Learning earthquake ground motions via conditional generative modeling
Pu Ren,
Rie Nakata,
Maxime Lacour,
Ilan Naiman,
Nori Nakata,
Jialin Song,
Zhengfa Bi,
Osman Asif Malik,
Dmitriy Morozov,
Omri Azencot,
N. Benjamin Erichson,
Michael Mahoney.
| Nat Comm: |
Nature Communications, vol. 17, no. 4021, 2026. |
| arXiv: |
arXiv:2407.15089, 2024. |
Abstract
Predicting high-fidelity ground motions for future earthquakes is crucial for seismic hazard assessment and infrastructure resilience.
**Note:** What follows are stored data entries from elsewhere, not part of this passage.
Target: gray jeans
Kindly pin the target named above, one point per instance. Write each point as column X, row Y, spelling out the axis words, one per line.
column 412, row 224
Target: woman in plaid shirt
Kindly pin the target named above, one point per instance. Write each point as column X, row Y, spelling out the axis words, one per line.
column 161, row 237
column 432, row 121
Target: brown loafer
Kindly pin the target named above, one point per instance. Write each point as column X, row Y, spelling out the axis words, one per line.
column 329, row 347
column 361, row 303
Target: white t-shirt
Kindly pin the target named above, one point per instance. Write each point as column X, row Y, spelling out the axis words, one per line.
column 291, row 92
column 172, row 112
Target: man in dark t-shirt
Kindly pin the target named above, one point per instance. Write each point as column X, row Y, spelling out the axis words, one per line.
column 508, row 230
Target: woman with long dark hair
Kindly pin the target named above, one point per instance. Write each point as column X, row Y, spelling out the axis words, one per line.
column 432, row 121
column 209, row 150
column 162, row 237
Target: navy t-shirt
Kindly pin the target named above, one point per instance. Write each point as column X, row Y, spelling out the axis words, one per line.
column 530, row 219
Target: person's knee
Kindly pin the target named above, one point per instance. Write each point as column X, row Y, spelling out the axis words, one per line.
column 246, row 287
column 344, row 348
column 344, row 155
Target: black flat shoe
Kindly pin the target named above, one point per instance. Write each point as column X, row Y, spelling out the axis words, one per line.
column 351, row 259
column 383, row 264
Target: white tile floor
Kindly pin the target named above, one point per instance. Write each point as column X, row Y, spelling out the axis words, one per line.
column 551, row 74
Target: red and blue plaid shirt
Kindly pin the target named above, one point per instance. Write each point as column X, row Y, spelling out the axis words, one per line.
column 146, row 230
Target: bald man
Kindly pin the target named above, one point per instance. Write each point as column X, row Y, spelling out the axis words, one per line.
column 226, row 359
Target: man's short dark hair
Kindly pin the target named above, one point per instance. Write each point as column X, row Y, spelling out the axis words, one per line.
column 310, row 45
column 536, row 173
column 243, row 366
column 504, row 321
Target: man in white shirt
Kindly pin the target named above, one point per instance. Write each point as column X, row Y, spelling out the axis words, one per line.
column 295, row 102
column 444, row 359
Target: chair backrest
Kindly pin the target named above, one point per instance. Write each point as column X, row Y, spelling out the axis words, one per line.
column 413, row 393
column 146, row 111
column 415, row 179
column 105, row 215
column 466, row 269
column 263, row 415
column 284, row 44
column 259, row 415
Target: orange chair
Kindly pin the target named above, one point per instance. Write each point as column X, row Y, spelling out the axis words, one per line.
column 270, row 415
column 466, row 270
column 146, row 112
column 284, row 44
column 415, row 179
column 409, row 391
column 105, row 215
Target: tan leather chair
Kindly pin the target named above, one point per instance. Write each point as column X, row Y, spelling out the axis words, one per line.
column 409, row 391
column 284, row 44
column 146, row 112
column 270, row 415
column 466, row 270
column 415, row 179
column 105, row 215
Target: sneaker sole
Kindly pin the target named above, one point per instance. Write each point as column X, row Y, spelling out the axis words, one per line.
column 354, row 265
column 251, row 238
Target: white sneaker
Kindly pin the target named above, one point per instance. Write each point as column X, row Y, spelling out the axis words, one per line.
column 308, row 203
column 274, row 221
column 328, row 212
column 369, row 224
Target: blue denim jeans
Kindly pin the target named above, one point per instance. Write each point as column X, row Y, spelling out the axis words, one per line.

Conventional empirical simulations suffer from sparse sensor distribution and geographically localized earthquake locations, while physics-based methods are computationally intensive and require accurate representations of Earth structures and earthquake sources. We propose an artificial intelligence (AI) spectrogram generator, Conditional Generative Modeling for Ground Motion (CGM-GM). CGM-GM leverages earthquake magnitudes and geographic coordinates of earthquakes and sensors as inputs, when postprocessed with phase information, capturing spatially continuous Fourier amplitude spectra (FAS) as well as properties such as P and S arrivals, and waveform durations, without explicit physics constraints. This is achieved through a probabilistic autoencoder that extracts latent distributions in the time-frequency domain and variational sequential models for prior and posterior distributions. We evaluate the performance of CGM-GM using small-magnitude earthquake records from the San Francisco Bay Area, a region with high seismic risks. Here, we report that CGM-GM demonstrates potential for complementing physics-based simulations and non-ergodic empirical ground motion models, as well as shows promise in seismology and beyond.